Never Ever Use Content Addressable Storage

Content Addressable Storage (often abbreviated as CAS) is a technique to
derive the id of a document from its content, basically by taking its hash.
Imagine you want to store pictures in a file store, and you need an id to reference
that picture, you simply take its hash.

This technique has benefits, first, if you have a document you automatically
know its id and can find other references to it. The other one is that two separate
processes are always going to use the same id for the document. But that is also its
biggest problem.

Let's say two users upload the same picture to your system. Since you're using CAS,
they're going to have the same id, and be essentially stored as one picture. Now
one of the users wants to delete the picture. Do you also delete it from your storage?
If you do, it's going to be deleted for the other user, and that's probably not what
you wanted.

So when a user wants to remove a CAS-addressed document, before really deleting it you
need to detect if it's the last reference. This is not easy to do, it is in fact much
harder to do correctly than eating the cost of storing duplicate files.

And usually when CAS is considered as a solution, it's to solve the need of deduplicating
files to save on storage. But even there, the good solution is to give files their own
internal uuids as storage keys, store its hash alongside, and generate external uuids for each file upload,
then use refcounts to handle the final delete. This requires a centralised transactional database which
may not be suitable for the scale you are operating at. A reader pointed out that there are algorithms
for deleting these files on distributed systems, but that is out of the scope of this article.
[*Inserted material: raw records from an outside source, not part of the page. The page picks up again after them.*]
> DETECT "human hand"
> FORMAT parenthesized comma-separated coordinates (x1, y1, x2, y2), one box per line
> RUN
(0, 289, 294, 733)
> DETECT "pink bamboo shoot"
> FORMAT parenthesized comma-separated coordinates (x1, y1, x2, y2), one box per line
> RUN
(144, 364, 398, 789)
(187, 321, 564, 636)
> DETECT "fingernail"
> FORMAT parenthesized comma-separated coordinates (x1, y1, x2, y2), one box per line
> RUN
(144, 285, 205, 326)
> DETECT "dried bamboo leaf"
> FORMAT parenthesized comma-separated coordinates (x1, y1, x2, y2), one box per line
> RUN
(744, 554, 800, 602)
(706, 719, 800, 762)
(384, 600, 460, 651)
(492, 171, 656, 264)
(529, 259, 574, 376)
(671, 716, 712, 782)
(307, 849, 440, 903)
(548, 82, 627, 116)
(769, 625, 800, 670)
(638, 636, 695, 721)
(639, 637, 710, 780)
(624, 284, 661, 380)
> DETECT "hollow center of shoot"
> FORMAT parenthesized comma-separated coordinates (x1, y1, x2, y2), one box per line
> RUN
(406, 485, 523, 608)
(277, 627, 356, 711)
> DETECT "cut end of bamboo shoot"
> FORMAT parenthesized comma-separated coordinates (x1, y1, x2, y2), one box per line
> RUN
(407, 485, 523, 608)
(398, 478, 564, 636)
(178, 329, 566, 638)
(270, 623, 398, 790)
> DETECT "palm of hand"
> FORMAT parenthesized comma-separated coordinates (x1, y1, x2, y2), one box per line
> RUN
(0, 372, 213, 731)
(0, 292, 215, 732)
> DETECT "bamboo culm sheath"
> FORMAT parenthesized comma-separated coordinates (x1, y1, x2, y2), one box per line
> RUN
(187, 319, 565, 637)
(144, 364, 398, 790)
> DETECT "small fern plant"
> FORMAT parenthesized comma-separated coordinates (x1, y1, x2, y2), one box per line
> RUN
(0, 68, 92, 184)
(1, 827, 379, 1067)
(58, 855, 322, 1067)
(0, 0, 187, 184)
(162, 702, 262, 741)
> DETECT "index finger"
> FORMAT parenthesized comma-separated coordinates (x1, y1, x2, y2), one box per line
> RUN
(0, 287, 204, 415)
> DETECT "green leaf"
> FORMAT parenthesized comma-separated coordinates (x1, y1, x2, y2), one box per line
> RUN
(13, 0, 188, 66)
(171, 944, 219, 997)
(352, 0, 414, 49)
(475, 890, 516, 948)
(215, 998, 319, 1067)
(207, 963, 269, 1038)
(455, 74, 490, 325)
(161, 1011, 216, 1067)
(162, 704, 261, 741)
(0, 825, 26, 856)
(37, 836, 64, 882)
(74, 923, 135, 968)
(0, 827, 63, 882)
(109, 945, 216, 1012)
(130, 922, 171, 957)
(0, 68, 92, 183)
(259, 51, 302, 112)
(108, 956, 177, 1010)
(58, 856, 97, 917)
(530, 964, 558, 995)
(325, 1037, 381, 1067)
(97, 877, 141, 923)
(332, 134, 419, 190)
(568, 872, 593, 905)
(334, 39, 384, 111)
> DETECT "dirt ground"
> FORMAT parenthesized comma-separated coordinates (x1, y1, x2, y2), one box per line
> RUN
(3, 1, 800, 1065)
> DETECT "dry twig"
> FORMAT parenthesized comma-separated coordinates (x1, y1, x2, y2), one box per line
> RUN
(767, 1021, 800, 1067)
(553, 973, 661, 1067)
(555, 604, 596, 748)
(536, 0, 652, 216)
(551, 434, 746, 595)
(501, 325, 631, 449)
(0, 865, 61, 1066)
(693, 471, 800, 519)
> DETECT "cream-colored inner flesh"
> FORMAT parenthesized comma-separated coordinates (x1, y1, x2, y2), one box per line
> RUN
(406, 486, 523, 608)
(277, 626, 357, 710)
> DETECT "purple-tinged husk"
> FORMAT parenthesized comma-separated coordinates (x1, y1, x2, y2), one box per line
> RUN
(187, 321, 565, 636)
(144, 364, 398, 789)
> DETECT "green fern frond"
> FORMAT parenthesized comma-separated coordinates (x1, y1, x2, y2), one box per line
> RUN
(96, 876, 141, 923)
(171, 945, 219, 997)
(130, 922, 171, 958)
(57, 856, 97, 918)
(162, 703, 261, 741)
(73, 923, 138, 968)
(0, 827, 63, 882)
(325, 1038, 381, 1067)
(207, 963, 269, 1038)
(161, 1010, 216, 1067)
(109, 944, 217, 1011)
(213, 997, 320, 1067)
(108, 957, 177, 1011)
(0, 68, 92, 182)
So if you're considering CAS as a quick solution to that problem, I want to mention that
it is much easier to first store the files with uuids and no deduplication, then bolt on
deduplication afterwards than start with CAS and decide later on that it
was not needed.

There are of course a few good uses of CAS, such as git, where the whole point is that the
referenced version of a document is never deleted, or short term caches where it's always going to be
deleted.

That is at least my experience after working on systems that handled many many files.

afterword: Some readers have commented that you might solve the problem by hashing ${user_id}_${picture_data}
but it is still a bad idea, as you are still hardcoding at the storage layer business decisions on how
the data is owned. In this case the assumption is that a user only uploads the same picture once. If the user uploads
it twice but then wants to delete one of them, then the problem you thought solved reappears.